Is AI male or female? I went looking for the answer — and it completely changed how I think about ChatGPT
Voice AI changed how we view and treat AI assistants
I called Siri "she" the other day. I caught myself, because I've unconsciously done the same thing with Alexa+. And oddly enough, once during a conversation, ChatGPT responded to a query with "If I was having this conversation with my wife..." It gave me pause because I'd never heard AI take on a gender role like that. While it's unlikely that ChatGPT would actually have a wife, some users are leaning into AI to help them find one.
But in the same way you may refer to a ship or a storm by a pronoun, some think of AI as either male or female. When I stopped to consider why, I fell into a rabbit hole that changed how I think about our entire relationship with the technology.
AI and pronouns
When the major voice assistants launched, most arrived with a woman's voice. Not by accident. A UNESCO report published in 2019, pointedly titled "I'd Blush If I Could" — after the line Siri once delivered in response to verbal abuse — laid out how that choice was baked into the products we invited into our homes. The researchers didn't mince words about the signal: suggesting that women are obliging, available at the touch of a button, tolerant of poor treatment. And while Apple eventually stopped making its assistant female by default, the cultural residue remains.
But here's what stopped me cold after I dug a little deeper. In a 2021 set of experiments published in Psychology & Marketing — five studies, more than 3,000 participants — researchers found that female-coded AI bots were rated as more human.
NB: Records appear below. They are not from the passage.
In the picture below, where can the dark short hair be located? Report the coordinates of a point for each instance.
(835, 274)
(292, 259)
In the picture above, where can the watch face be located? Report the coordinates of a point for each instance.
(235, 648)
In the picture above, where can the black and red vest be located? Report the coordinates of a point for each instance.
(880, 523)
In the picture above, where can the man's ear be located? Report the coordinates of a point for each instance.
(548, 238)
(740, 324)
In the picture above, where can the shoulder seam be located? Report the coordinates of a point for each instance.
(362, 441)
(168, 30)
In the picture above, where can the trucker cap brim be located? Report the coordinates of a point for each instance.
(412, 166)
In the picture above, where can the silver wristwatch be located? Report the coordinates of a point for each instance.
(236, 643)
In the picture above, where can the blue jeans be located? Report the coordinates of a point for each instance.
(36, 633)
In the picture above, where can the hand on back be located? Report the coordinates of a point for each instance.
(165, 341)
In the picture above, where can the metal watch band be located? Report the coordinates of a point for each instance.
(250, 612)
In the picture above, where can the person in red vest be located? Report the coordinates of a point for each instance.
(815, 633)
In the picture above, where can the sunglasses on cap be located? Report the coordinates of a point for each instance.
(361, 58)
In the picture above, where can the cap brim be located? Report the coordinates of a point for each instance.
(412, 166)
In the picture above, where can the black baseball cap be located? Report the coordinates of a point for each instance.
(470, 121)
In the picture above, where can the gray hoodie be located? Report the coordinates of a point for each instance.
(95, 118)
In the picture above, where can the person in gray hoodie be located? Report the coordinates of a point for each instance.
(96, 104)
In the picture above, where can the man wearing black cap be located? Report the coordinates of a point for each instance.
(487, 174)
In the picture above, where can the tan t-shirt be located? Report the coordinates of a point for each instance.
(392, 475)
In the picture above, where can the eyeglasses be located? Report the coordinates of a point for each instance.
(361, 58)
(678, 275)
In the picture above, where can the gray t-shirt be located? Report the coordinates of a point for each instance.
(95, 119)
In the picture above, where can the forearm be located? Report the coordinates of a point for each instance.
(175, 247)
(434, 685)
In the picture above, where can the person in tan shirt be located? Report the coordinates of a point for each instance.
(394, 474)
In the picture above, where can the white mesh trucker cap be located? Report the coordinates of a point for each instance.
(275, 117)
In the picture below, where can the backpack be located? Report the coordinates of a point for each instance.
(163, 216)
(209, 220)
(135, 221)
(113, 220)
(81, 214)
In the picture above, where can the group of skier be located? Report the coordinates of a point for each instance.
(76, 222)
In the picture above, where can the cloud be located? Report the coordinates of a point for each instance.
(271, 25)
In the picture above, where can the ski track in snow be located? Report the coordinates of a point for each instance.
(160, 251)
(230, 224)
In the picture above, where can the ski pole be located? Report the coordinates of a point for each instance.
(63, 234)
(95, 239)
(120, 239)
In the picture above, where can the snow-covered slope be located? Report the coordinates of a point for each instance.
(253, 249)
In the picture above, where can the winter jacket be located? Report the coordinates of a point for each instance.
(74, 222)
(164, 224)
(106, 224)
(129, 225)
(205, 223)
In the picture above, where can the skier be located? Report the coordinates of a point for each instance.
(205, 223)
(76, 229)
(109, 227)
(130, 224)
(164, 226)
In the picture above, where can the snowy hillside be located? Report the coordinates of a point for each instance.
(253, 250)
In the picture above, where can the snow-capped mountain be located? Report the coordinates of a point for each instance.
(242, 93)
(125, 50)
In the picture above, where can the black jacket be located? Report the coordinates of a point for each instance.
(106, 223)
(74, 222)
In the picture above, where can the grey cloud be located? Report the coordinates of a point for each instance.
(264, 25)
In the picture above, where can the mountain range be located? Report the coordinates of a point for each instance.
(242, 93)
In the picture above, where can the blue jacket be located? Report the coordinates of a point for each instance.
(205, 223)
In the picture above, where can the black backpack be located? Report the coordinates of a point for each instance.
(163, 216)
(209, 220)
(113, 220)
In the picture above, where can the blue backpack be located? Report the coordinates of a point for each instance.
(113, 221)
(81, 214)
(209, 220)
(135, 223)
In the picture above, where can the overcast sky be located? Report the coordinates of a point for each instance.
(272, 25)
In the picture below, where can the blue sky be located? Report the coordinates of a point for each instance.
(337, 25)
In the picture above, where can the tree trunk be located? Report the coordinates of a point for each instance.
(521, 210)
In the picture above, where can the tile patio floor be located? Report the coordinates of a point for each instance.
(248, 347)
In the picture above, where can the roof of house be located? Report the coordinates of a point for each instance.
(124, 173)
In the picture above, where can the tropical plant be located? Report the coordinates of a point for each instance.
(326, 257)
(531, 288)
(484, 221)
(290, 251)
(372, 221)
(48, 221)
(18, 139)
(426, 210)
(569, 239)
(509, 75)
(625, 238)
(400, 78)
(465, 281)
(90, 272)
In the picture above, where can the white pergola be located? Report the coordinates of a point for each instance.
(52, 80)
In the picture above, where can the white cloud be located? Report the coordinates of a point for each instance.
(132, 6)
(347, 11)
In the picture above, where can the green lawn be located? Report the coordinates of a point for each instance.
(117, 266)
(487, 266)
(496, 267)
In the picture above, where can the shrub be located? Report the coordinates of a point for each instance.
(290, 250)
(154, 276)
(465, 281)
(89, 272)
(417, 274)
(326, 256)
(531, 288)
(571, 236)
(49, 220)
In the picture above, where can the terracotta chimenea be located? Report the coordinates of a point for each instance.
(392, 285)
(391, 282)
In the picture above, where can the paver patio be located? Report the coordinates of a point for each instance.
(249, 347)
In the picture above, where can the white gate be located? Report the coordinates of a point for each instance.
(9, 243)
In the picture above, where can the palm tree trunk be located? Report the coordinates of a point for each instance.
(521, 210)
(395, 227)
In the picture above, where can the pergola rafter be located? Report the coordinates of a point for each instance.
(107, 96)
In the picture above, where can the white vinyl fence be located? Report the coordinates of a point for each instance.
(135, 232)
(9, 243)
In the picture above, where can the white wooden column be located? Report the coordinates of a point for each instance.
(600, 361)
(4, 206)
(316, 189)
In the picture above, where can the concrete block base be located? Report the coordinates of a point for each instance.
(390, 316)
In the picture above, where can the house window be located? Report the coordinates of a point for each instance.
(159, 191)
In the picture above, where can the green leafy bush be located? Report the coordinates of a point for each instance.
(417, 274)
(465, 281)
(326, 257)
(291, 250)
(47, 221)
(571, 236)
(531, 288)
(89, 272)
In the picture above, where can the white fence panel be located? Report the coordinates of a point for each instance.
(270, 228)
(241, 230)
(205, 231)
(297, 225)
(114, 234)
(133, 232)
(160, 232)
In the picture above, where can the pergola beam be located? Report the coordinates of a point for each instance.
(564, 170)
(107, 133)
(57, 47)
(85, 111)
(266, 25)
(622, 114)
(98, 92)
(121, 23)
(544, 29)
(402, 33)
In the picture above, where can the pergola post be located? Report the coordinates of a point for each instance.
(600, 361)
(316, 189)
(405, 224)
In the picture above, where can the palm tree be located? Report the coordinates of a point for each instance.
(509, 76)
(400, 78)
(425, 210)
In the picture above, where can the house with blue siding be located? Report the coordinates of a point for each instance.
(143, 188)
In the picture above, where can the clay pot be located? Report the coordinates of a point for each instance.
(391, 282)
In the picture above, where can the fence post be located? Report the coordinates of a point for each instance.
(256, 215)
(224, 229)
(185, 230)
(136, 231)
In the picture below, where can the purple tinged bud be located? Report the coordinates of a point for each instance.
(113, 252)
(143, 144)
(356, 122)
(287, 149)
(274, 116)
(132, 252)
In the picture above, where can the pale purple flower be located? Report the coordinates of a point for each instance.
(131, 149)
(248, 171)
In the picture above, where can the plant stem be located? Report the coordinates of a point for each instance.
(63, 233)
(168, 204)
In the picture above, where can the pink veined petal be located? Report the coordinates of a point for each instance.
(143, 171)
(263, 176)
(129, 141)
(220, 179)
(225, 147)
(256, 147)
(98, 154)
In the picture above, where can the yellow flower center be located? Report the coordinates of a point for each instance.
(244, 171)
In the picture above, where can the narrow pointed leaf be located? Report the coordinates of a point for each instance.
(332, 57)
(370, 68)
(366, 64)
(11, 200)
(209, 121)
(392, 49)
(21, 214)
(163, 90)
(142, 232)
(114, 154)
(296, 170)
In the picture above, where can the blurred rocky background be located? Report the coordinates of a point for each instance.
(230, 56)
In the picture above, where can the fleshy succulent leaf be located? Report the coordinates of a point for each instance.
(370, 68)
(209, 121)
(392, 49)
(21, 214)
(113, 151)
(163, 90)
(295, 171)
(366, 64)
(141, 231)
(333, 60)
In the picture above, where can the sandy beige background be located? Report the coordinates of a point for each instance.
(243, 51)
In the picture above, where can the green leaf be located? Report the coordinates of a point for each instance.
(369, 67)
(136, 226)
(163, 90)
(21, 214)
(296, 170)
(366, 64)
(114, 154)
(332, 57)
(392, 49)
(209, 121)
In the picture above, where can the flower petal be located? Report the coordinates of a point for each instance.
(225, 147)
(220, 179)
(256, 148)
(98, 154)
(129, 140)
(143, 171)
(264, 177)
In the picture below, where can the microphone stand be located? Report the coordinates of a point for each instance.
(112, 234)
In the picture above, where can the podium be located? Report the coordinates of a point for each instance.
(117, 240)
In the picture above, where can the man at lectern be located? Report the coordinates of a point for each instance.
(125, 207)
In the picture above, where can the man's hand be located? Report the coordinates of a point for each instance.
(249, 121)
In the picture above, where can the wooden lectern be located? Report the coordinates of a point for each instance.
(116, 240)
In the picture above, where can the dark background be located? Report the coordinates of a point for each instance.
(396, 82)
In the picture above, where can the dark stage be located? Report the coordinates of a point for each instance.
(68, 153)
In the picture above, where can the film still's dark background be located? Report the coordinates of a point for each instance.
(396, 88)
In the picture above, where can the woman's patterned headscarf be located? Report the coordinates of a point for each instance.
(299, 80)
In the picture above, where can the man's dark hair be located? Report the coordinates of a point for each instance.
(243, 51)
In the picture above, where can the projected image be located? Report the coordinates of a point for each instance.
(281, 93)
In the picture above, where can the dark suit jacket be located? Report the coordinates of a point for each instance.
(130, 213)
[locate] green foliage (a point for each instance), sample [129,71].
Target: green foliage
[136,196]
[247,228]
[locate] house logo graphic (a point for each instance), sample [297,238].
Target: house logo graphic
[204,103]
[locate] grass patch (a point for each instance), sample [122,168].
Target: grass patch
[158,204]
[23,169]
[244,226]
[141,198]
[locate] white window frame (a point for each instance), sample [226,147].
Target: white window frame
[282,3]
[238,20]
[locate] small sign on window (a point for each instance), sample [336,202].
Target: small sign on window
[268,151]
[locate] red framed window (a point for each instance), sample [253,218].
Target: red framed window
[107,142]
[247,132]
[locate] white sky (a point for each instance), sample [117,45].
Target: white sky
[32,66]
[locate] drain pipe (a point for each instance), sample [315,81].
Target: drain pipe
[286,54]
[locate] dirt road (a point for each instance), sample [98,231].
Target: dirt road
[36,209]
The logic is frankly unsettling: warmth and the capacity to feel are exactly the qualities we treat as proof of personhood, and exactly the qualities machines are assumed to lack. Code a machine as female, and we lend it a little more of our own humanity.
That reframed my original question entirely. The issue was never "Is AI male or female?" But rather, why are we so determined to make AI feel human at all?
An instinct older than language
Humans have always done things like name our cars, apologize to furniture we walk into and don't get me started on the guilt I feel when tossing beloved stuffed animals into a "give away" box. Psychologists have studied this tendency for decades and come to the conclusion that our brains evolved to detect minds everywhere, because assuming something might be a thinking agent was almost always safer than assuming it wasn't. For hundreds of thousands of years, this worked flawlessly because only people could actually talk back.
Then AI arrived, and hundreds of millions of us found ourselves in fluent conversation with something that isn't human but sounds remarkably like one. Our brains did the only thing they know how to do. They reached for the mental file marked "person."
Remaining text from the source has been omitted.